El 44% de los menores de 12 años consumen pornografía, según el estudio 'Jóvenes y contenidos digitales: Pornografía, violencia explícita, hipersexualización', realizado por investigadores de la Universidad Complutense y The Family Watch, y que ha contado para su elaboración con el apoyo de las fundaciones Arana y Methos.

El objetivo de este estudio -realizado a 650 jóvenes entre el 25 de febrero y el 10 de marzo de 2026- es conocer el contexto en el que se produce la exposición y consumo de contenidos "peligrosos e inadecuados" en la adolescencia, desde la mirada de jóvenes españoles entre 16 y 29 años.

Primeras experiencias entre los 10 y 14 años

En este sentido, los jóvenes encuestados relatan las primeras experiencias relacionadas con el consumo de contenidos peligrosos y/o inadecuados durante la adolescencia temprana, es decir, entre los 10-14 años, en muchos casos, sin supervisión parental. Al respecto, un 32,5 declaró haber tenido algún tipo de control en su dispositivo durante la adolescencia.

En este contexto, el estudio añade que el período de mayor vulnerabilidad del menor se produce entre los 12 y los 13 años de edad, cuando entre un 40% y un 50% de los adolescentes tiene su primera exposición a contenidos peligrosos e inadecuados.

La adquisición del primer teléfono móvil, que suele producirse alrededor de los 12 años, expone al menor a contenidos difíciles de gestionar por su falta de madurez. E.P.

Con la compra del primer móvil

Esta etapa coincide con la adquisición del primer teléfono móvil, que suele producirse alrededor de los 12 años, un hecho que, junto con el deseo de explorar y la curiosidad característica de esta edad y la presión social y no saber decir que "no", se convierte en un momento con fuerte potencial para exponer al menor a situaciones difíciles de gestionar, añade el estudio.

En este sentido, los contenidos más consumidos son el pornográfico y el de carácter violento (a través de los videojuegos), con un 19,5% y 17,4%, respectivamente.

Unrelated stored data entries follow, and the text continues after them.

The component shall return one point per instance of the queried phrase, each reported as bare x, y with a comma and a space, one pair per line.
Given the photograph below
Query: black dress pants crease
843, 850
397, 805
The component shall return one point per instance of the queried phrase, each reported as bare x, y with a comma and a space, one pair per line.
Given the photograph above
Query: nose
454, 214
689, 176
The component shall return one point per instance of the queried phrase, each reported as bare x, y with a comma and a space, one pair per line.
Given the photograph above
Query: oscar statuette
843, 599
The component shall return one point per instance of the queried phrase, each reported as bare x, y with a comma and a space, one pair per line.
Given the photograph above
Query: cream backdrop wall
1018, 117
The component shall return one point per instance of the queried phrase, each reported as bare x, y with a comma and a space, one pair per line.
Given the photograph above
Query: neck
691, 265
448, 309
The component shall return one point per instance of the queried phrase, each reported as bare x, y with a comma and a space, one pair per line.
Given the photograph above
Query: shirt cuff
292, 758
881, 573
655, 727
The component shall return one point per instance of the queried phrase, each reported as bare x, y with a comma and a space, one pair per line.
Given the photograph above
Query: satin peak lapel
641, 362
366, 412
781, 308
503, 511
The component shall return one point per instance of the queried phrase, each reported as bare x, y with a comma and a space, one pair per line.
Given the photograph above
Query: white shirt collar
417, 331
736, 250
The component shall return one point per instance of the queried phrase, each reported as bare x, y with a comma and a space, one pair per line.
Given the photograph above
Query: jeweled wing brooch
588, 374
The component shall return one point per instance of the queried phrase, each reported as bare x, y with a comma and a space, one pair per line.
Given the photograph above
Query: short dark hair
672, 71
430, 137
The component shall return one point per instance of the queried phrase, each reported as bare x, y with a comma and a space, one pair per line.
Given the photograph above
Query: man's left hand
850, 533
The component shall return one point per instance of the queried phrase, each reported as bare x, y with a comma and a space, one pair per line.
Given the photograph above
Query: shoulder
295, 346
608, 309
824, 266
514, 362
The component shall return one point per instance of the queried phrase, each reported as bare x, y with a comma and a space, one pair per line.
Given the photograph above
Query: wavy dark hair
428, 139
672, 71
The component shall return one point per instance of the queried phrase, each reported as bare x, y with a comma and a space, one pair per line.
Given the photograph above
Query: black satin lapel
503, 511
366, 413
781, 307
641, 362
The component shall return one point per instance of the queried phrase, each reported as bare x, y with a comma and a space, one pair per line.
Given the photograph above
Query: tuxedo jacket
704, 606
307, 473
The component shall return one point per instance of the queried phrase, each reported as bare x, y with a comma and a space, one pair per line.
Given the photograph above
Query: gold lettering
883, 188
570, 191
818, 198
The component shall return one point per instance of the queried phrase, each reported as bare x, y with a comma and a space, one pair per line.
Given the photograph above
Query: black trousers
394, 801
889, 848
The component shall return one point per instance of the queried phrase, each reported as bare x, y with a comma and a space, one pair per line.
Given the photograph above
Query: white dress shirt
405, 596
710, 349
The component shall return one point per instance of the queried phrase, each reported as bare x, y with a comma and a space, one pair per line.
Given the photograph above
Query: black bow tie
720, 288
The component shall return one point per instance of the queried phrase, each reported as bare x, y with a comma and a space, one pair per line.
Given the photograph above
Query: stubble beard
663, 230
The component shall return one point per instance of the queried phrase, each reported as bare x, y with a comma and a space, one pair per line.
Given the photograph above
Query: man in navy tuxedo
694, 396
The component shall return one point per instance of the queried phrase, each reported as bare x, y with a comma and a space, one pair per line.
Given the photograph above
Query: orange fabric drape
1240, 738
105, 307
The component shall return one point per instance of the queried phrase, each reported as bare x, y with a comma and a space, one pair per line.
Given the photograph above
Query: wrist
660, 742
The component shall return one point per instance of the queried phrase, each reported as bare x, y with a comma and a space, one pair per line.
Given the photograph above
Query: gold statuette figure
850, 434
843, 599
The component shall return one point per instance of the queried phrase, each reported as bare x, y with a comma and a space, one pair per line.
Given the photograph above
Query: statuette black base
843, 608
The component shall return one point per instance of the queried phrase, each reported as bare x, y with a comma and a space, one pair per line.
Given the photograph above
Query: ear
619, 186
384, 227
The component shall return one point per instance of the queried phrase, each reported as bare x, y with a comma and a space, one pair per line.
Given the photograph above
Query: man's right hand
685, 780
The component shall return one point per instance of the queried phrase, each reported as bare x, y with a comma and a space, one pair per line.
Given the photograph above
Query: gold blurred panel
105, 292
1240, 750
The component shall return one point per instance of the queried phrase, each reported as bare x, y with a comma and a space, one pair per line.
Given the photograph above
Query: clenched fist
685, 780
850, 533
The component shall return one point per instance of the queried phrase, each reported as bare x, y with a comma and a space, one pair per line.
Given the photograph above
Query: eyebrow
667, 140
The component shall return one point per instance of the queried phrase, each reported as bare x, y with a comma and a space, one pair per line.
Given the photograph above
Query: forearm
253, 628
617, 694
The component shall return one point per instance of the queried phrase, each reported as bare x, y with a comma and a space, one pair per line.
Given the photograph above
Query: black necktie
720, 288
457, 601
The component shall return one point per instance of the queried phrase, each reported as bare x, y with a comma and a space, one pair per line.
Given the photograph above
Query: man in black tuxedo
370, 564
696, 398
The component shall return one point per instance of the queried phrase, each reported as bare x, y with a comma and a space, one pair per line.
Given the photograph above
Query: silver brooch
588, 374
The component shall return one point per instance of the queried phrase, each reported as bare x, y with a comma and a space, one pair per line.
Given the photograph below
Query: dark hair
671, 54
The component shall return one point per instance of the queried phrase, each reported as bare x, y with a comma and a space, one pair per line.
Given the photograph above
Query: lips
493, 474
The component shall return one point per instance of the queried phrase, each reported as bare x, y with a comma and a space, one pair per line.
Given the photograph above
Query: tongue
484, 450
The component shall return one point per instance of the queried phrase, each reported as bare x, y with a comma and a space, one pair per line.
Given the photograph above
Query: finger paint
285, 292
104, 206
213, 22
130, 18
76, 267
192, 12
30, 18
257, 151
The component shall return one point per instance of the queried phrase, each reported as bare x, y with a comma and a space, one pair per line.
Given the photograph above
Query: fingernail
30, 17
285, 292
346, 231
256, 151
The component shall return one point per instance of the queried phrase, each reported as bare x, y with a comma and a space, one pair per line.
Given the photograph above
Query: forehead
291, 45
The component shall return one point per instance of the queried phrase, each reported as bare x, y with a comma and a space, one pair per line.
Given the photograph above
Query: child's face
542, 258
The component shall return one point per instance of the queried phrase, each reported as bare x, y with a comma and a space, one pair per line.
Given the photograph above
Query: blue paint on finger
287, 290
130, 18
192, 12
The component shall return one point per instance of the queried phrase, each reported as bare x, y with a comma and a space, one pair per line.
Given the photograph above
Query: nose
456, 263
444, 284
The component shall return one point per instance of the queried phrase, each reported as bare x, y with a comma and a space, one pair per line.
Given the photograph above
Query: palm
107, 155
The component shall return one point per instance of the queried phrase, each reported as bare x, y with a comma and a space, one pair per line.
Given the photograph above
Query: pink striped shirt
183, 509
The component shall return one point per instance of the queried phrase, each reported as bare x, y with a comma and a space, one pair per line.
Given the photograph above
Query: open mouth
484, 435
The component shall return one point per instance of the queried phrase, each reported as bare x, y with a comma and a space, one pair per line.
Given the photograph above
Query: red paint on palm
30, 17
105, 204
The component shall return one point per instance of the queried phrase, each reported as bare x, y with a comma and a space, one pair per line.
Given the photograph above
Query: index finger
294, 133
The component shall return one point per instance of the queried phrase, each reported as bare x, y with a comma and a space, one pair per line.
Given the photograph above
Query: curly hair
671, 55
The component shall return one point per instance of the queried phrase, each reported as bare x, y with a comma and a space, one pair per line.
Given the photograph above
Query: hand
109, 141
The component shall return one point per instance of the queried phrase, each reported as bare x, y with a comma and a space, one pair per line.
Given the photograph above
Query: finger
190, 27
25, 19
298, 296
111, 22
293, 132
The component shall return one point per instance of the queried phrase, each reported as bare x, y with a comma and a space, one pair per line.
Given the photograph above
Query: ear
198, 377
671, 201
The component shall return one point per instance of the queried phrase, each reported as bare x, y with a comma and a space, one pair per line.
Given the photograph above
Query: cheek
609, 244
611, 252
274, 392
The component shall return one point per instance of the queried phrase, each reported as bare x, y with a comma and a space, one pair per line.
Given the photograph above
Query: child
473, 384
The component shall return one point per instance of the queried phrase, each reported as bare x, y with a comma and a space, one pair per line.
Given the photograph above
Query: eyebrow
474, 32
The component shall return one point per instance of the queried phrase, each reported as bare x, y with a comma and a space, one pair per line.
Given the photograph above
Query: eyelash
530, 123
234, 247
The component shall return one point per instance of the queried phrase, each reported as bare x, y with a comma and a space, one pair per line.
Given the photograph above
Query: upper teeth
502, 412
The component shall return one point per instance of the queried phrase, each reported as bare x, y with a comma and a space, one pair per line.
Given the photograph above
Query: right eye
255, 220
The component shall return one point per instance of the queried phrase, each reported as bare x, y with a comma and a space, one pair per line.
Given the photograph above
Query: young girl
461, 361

Autolesiones, suicidio y pornografía

Aquellos contenidos de naturaleza más peligrosa que atentan contra el bienestar personal (contenido de autolesiones y/o formas de suicidio) y emocional del menor (contenido pornográfico), se consumen dentro del hogar, con un 48% y un 44,8% respectivamente, ya que los jóvenes acceden desde su habitación donde es más fácil ocultarse de la mirada de los padres.

Por otro lado, el contexto social (el colegio) es el escenario preferido para el consumo de contenido de naturaleza agresiva (28,4%), o contenidos de tipo sexual (27,7%).

"Necesitamos reforzar la formación afectivo-sexual en los colegios desde una perspectiva educativa y preventiva, que ayude a los menores a comprender el valor del respeto, la intimidad y las relaciones sanas. Y, al mismo tiempo, debemos acompañar a los padres para que conozcan los riesgos reales del entorno digital y sepan cómo actuar" ha asegurado al respecto la directora general de The Family Watch, María José Olesti.   

Poner normas y límites

En la presentación, Olesti ha destacado que "la adolescencia es una etapa de especial vulnerabilidad y los datos del estudio muestran que muchos menores están accediendo a contenidos inadecuados cuando todavía no han alcanzado la pubertad y no cuentan con la madurez suficiente para gestionarlos".

"Por eso es fundamental que los padres ejerzan una supervisión activa sobre el uso del teléfono móvil, y que se pongan normas y límites al tiempo de conexión, dedicando tiempo a conocer los contenidos que consumen sus hijos", ha añadido.

En su intervención, también ha hecho un llamamiento a las empresas tecnológicas "para que asuman una mayor corresponsabilidad". "La protección del menor debería estar integrada desde el diseño de los dispositivos y plataformas digitales, incorporando controles parentales automáticos y mecanismos de seguridad fáciles de utilizar. Internet y la tecnología ofrecen enormes oportunidades, pero necesitan límites, educación y acompañamiento para que los menores puedan utilizarlos de forma segura", ha enfatizado Olesti.